Is social capital in American society deteriorating? Is there a reason to hope that the civic disengagement Putnam cites in Bowling Alone has reversed and/or materialized in ways that suggest that...
Is social capital in American society deteriorating? Is there a reason to hope that the civic disengagement Putnam cites in Bowling Alone has reversed and/or materialized in ways that suggest that our social capital decline may not be so scary?
Bowling Alone by Robert D. Putnam was published in article form in 1995 and then developed into a book published in 2000. In the ensuing 15 years, there has been a significant growth in internet use, especially of social media.
By many measures, especially voting and other forms of political participation, the decline observed by Putnam has continued. However, there is some evidence that much of political and civic engagement is shifting online and to social media. This has both positive and negative consequences. On the positive side, it means that young people have convenient access to political discourse, and are using social networking as a way to participate in civic life.

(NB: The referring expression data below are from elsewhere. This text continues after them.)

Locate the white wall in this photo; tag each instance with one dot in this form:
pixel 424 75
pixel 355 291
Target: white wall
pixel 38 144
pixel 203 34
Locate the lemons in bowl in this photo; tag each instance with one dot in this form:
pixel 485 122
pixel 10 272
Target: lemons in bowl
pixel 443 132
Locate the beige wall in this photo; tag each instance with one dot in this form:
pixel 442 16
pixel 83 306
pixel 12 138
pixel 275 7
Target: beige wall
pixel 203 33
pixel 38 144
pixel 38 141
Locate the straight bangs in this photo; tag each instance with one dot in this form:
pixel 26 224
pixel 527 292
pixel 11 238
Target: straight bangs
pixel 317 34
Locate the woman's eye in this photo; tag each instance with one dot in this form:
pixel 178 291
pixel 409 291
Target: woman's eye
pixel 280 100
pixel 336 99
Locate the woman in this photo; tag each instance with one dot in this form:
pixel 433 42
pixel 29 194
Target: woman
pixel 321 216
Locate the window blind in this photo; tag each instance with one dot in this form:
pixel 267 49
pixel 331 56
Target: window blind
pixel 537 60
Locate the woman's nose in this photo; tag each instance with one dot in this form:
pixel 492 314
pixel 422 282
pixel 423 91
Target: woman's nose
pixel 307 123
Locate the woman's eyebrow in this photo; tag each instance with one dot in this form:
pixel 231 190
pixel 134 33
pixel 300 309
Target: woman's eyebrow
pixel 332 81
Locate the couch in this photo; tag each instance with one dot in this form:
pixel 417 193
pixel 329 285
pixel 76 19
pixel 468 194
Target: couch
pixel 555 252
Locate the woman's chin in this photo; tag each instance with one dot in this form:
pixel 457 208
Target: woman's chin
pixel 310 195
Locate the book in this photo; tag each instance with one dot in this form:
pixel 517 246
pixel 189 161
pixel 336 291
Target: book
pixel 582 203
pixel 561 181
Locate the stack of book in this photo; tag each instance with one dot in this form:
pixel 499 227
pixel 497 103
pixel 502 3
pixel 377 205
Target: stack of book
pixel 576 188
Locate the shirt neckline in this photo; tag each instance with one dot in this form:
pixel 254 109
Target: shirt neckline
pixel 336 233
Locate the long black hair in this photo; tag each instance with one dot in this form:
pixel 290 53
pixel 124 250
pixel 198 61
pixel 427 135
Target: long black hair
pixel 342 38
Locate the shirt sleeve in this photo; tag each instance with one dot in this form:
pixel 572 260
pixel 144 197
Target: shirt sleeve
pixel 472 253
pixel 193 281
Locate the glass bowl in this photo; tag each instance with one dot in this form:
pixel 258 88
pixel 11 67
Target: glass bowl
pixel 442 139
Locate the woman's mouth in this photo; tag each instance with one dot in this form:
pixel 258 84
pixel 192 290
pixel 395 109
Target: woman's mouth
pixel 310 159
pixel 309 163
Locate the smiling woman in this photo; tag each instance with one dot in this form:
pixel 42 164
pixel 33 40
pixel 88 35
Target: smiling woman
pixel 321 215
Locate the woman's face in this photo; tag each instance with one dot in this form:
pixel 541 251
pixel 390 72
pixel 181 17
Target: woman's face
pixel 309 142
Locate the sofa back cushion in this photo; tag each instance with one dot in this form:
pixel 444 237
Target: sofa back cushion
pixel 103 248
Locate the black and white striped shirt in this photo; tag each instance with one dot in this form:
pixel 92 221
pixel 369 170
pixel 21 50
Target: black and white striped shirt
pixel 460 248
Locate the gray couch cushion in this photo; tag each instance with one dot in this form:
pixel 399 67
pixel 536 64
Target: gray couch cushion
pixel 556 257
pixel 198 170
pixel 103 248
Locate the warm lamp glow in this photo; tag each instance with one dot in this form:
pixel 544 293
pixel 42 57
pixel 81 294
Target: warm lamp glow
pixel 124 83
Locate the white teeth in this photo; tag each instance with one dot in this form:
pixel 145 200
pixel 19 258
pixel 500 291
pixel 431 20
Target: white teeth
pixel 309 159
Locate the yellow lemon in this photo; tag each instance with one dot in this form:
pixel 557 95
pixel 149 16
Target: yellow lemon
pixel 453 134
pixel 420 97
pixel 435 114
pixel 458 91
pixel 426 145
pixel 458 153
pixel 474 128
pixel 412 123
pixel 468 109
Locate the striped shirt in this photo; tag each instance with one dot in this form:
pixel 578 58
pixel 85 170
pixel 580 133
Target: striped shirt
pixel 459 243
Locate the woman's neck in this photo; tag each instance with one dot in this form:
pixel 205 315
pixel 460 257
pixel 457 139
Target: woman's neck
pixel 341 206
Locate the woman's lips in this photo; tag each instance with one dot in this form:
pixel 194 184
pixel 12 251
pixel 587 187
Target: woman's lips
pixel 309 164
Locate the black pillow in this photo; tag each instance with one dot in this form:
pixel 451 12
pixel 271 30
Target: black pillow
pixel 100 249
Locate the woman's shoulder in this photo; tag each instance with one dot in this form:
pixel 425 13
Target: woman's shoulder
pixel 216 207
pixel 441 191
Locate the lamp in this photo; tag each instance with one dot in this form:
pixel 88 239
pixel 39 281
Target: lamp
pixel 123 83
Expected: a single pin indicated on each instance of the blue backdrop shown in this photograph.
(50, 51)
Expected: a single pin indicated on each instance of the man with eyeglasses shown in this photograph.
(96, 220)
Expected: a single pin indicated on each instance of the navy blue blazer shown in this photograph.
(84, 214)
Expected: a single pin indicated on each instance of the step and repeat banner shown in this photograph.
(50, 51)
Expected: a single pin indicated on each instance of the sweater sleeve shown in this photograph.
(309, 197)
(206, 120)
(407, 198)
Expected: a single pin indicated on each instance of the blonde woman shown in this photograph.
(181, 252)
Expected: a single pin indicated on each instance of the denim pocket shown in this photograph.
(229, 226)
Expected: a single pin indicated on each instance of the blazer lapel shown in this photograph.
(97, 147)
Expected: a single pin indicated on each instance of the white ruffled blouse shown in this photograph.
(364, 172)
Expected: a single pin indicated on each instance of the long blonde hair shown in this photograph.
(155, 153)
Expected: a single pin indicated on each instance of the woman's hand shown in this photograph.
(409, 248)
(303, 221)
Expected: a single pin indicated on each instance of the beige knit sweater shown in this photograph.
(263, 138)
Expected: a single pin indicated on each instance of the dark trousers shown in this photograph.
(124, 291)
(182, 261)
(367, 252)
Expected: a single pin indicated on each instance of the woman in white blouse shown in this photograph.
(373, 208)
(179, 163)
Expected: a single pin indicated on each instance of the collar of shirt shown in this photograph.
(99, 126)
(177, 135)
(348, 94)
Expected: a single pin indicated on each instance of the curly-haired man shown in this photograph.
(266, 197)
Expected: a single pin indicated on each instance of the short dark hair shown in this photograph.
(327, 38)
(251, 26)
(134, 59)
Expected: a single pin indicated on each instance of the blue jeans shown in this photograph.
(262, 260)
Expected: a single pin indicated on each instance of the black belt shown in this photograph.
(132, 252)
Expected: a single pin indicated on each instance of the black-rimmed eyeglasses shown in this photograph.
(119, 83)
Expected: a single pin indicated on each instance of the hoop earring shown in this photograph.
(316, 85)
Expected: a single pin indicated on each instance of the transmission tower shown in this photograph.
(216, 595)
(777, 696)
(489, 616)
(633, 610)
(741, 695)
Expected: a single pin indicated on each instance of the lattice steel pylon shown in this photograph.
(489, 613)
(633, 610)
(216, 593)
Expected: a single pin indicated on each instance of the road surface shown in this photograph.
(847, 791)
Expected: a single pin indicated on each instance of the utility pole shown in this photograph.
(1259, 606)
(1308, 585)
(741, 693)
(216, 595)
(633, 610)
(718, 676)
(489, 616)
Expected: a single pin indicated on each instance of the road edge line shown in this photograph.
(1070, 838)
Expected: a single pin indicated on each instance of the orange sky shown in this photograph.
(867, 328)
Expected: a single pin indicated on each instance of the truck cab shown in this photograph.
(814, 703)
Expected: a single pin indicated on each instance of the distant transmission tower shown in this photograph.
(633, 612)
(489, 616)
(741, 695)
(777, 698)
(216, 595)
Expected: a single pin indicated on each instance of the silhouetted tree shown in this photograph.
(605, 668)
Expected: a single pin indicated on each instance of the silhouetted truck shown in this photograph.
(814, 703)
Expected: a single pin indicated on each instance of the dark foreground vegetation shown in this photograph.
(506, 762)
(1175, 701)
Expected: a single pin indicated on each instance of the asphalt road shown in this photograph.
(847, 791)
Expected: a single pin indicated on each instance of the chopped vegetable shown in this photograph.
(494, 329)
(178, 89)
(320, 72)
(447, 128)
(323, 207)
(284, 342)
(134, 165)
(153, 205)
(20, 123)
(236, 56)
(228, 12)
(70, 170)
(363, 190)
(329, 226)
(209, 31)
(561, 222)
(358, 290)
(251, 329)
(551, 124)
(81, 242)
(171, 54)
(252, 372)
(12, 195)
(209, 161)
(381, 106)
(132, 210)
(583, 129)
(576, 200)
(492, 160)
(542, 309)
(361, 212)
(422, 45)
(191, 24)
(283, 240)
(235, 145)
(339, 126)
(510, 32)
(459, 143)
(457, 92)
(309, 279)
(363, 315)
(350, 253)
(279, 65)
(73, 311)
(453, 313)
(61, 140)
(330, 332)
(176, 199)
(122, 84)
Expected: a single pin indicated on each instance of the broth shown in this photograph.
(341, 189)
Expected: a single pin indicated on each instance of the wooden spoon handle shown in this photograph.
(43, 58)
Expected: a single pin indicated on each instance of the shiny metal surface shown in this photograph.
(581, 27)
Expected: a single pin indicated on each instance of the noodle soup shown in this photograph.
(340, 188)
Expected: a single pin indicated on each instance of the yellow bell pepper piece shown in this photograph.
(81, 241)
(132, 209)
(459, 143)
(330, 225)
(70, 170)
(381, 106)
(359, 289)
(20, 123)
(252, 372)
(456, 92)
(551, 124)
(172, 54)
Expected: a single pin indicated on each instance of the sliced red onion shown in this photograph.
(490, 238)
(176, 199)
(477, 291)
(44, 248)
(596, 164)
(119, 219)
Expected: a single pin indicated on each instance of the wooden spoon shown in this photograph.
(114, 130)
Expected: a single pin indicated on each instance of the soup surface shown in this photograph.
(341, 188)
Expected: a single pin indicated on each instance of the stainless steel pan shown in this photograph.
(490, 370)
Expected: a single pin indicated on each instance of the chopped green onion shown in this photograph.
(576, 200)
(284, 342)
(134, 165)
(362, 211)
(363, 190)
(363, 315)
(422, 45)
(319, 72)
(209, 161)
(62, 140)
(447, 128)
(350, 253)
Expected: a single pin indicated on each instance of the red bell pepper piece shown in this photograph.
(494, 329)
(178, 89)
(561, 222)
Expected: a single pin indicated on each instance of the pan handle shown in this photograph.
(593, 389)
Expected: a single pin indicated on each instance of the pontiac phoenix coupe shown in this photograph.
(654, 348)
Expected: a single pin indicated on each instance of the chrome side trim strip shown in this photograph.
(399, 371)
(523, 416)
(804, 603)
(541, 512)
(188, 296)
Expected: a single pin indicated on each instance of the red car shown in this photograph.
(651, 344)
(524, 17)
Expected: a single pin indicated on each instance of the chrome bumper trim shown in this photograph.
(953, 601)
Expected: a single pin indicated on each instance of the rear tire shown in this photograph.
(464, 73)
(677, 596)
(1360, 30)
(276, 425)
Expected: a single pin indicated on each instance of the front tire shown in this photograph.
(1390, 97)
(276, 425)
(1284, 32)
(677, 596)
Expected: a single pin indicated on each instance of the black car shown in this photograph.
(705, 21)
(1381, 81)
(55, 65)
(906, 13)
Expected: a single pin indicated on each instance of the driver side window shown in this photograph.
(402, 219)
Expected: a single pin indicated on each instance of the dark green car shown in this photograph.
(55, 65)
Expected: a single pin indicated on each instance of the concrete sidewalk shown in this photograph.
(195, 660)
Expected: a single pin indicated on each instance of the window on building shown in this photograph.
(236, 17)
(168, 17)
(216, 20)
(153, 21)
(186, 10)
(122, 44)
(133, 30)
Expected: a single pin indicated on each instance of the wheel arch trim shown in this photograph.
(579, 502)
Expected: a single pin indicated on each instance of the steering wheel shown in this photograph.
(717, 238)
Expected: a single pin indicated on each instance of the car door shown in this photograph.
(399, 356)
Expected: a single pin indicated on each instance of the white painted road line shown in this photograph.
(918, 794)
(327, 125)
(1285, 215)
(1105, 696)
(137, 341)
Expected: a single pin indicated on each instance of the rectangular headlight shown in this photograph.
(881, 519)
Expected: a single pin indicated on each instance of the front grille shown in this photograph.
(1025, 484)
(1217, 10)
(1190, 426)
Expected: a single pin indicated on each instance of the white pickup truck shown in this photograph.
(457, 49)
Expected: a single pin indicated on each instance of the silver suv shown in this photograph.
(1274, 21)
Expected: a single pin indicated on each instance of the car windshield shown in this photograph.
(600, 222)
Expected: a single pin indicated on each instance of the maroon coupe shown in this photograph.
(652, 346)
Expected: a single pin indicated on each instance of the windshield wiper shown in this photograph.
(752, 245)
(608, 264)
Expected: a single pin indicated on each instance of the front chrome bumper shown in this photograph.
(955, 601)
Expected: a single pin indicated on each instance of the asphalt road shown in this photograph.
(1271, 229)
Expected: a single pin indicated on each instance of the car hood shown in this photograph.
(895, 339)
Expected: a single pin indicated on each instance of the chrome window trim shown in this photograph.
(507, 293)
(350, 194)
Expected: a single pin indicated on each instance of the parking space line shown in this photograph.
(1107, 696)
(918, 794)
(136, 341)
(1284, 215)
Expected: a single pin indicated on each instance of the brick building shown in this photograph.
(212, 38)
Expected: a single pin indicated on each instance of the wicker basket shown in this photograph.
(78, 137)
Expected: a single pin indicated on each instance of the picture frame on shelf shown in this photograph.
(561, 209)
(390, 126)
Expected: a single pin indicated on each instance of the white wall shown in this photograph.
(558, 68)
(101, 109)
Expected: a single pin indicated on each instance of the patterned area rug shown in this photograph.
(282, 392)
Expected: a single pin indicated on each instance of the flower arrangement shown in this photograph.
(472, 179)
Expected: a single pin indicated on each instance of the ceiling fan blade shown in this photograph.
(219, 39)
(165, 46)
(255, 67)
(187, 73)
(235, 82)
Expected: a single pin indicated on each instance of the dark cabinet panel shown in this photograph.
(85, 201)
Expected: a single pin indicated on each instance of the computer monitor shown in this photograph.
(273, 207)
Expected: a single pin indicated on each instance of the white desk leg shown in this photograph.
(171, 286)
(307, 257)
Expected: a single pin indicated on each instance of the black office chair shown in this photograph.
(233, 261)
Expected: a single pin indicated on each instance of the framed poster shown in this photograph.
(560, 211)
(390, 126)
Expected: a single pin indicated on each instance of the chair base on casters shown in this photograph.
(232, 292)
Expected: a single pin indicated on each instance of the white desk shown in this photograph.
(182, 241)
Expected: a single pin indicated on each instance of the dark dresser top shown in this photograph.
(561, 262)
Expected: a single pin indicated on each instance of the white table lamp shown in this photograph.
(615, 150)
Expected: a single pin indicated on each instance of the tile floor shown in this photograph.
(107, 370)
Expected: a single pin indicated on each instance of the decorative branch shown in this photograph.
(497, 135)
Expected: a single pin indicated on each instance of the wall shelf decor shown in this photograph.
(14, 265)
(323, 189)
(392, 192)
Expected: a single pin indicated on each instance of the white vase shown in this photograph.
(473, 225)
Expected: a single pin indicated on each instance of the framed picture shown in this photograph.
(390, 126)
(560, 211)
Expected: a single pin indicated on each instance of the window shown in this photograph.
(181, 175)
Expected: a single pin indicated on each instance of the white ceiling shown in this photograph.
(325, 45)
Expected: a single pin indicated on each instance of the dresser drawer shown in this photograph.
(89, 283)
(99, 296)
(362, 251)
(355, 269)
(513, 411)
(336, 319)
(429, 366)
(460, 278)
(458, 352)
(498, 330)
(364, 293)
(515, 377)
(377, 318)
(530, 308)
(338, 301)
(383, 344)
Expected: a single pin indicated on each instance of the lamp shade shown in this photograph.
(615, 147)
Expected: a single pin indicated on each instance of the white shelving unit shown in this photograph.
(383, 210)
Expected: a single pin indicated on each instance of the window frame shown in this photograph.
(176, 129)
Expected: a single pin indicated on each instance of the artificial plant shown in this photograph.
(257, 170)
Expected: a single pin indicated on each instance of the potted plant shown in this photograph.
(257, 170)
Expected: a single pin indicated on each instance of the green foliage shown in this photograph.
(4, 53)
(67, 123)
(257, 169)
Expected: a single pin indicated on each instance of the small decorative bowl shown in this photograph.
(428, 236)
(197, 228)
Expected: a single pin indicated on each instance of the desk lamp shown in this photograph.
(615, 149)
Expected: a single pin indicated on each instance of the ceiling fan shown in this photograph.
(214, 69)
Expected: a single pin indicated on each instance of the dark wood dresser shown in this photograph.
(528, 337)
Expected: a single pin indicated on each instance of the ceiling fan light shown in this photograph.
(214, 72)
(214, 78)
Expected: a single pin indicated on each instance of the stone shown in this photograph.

There still remain two negatives. The first is that social networks tend to be echo chambers, in which people limit their feeds and other inputs to sources with which they already agree. The second is that electronically mediated interactions can replace face-to-face communal activities.
Whether, over the long term, the transition to a society dominated by electronic modes of interaction leads to more or less social capital is not really certain at this point, as we are still in the middle of a transitional phase.